Lies, Damn Lies and File System Benchmarks

Benchmarking has become synonymous with marketeering to the point it is almost useless. This article takes a look at a very important paper that can demonstrate how bad it has become and makes recommendations on how to improve the situation.

“There are lies, damn lies, and then benchmarks.” It’s an overused phrase but it does make a point: Benchmarks have become so abused that no longer are they used to provide useful information for making decisions or for improving solutions. While this is something we seem to inherently know, it was recently backed up with solid data. The cliché, it turns out, is on the mark.

Recently a paper was published in Byte and Switch that examined nine years of storage and file system benchmarking. It’s an important paper. In this article we will summarise the paper’s findings. Looking ahead we plan to use them as the basis of future benchmarking results published in this column.

Yes, it’s that good.

Benchmarking is Just Another Word for Marketeering

Benchmarking is an activity intended to provide information about how fast a piece of software and/or hardware runs. Since this article is about file systems and storage, benchmarking means how fast the file system and/or storage solution performs IO operations.

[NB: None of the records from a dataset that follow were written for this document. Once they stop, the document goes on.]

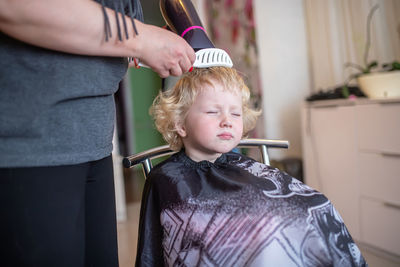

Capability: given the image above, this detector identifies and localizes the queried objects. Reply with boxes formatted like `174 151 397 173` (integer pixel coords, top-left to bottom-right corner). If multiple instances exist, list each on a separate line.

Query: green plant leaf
367 61 378 69
382 61 400 71
393 61 400 70
341 85 350 98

Benchmarks can be very useful in helping present the benefit or problems of a system. However, rather than just present a simple table of graph of results and declare that one system is better than another, what is truly needed is a discussion of the tests and the systems, the reason behind the benchmarks, and a clear explanation of the results and implications. In particular the person reading the benchmarks should be able to verify the benchmark results themselves and then be able to compare the performance of one system to another.

To achieve these objectives the benchmarks much be well thought out; including advice on choosing suitable benchmarks, suitable hardware and configurations, and then providing as accurate results as possible.

However, over time benchmarks have been reduced to single graphs or tables with little or no explanation of them. In some cases the benchmarks are published naively and perhaps without adequate explanation (the author is guilty of this) sometimes in the interest of expediency. But in other cases benchmarks are published with little or no information about what was done solely to promote or detract from a particular product. In other words, benchmarks have become marketing material instead of usable information.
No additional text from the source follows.